Glee clubs convene to celebrate an ancient tradition of song

BY MOLLY MCGUIRE
Daily Arts Writer
Published March 10, 2010

It’s a big year for Glee, and a memorable time for three of the oldest collegiate men’s choruses in the country. This year marks the 150th anniversary of the University of Michigan Men’s Glee Club, as well as the 150th anniversary of Harvard University’s Glee Club. This Saturday, the two will join together along with the University of Virginia Glee Club in their penultimate concert of the semester.

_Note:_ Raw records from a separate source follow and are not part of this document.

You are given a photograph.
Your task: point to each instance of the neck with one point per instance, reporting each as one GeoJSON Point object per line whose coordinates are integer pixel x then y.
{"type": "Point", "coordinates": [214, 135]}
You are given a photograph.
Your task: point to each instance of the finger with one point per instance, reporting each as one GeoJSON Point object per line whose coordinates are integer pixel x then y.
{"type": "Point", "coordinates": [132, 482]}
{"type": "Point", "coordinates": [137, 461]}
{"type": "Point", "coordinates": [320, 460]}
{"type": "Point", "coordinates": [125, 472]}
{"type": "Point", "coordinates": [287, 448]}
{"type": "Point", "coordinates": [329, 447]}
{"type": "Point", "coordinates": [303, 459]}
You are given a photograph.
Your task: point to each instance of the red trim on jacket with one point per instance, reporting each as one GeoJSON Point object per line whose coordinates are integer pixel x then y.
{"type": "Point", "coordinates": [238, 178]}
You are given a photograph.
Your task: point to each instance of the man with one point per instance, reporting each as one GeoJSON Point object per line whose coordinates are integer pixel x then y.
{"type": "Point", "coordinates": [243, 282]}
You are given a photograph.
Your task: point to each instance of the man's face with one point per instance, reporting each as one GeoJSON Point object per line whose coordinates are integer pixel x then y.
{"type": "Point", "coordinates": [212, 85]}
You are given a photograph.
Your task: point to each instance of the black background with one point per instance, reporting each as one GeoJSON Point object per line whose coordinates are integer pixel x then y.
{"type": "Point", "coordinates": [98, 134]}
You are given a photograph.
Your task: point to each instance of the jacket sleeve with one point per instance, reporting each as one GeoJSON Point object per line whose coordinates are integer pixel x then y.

Men’s Glee Club: Celebrating 440 Years of Song


Saturday at 8 p.m.
St. Thomas the Apostle Catholic Church
Tickets from $5

The three choirs will perform a variety of music, emphasizing different eras and styles. American contemporary, Renaissance and folk songs are listed on the program planned for Saturday. Performing a wide selection of classical to popular music, with an array of different languages, the choirs plan to show off their ranges.

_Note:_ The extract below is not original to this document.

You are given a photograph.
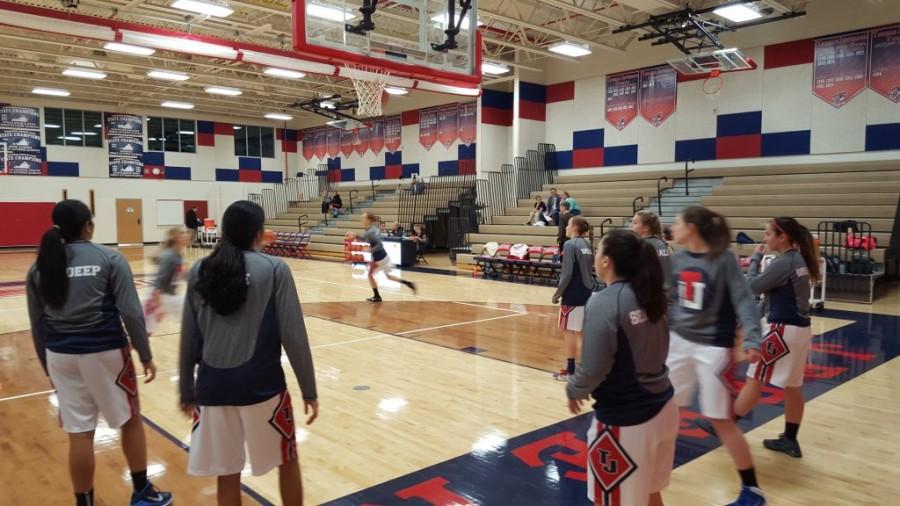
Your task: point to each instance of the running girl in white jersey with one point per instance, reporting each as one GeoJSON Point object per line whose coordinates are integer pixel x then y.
{"type": "Point", "coordinates": [708, 299]}
{"type": "Point", "coordinates": [85, 317]}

“I know firsthand that the UM Men’s Glee Club performs with extra energy and excitement when there are peer groups listening,” said Paul Rardin, the director of the Michigan Men’s Glee Club. “I’m quite sure that the other groups are the same way, and we all will give peak performances that evening.”

A time for celebration, this year marks several important milestones for these esteemed choirs. The oldest continually run student organization at the University, the Men’s Glee Club is celebrating 150 years of history and fraternity. At the same time that the Harvard Glee Club is marking its 150th anniversary, it’s also honoring Jameson Marvin’s final year as conductor. Marvin is retiring after serving as director of choral activities at Harvard for 32 years.

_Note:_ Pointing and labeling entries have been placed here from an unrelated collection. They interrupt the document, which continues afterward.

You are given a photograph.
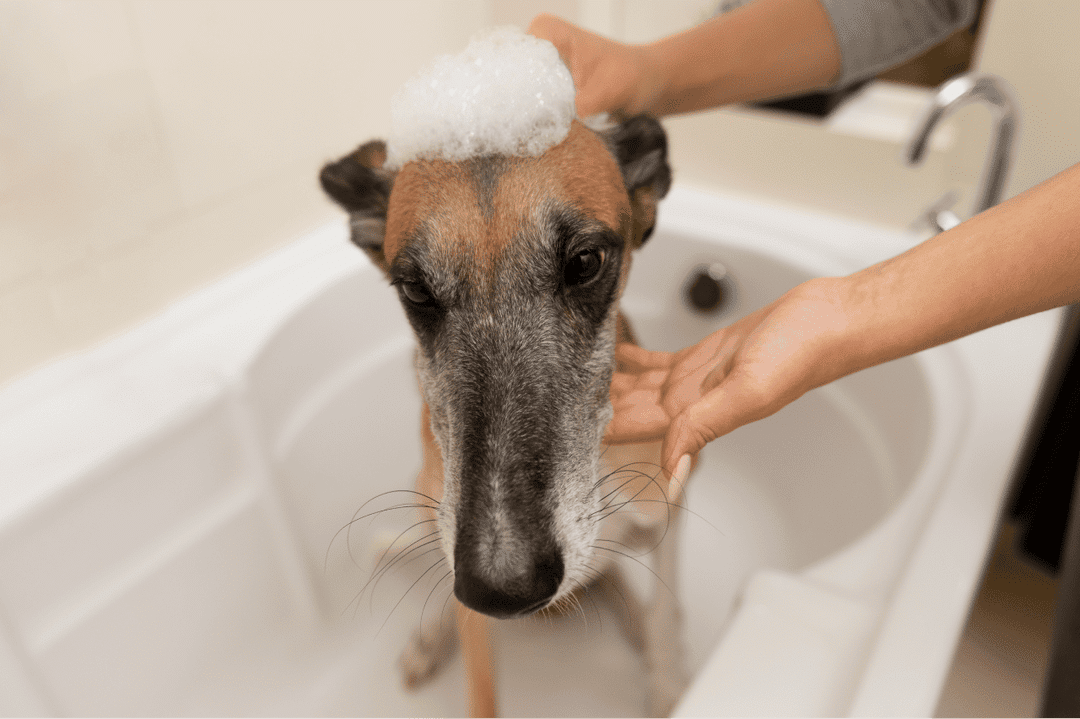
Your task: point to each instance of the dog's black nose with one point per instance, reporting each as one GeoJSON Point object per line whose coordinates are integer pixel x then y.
{"type": "Point", "coordinates": [503, 597]}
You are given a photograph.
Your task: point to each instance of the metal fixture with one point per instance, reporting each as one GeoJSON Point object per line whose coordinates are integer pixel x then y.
{"type": "Point", "coordinates": [999, 96]}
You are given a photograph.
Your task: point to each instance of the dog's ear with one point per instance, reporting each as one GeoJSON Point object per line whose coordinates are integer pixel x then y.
{"type": "Point", "coordinates": [639, 145]}
{"type": "Point", "coordinates": [361, 185]}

“Jameson Marvin has built one of the best Men’s Glee Clubs in the country across his 32 years,” Rardin said. “His will be giant shoes to fill.”

The title of the event is “Celebrating 440 Years of Song,” as Virginia’s Glee Club is also one of the oldest choruses in the country and the oldest musical organization at the University of Virginia, founded nearly 140 years ago. But the main reason the University of Virginia Glee Club is making the trip to Ann Arbor is to welcome its new president: The University of Michigan's current provost, Teresa Sullivan.

“For them it’s a concert of meeting and welcoming Dr. Sullivan to their students and sound,” Rardin said.

The University of Michigan Men’s Glee Club only has one performance left this year after the March 13 event: the official 150th anniversary celebration on April 10. This weekend’s quadruple celebration is one of the last opportunities of the semester to hear them, along with the added bonus of hearing other illustrious collegiate choirs.

“It’s very rare for three men’s choirs to converge on the same city on the same day,” Rardin said. “It’s a wonderful opportunity for all of us to see, hear and learn from three different ensembles.”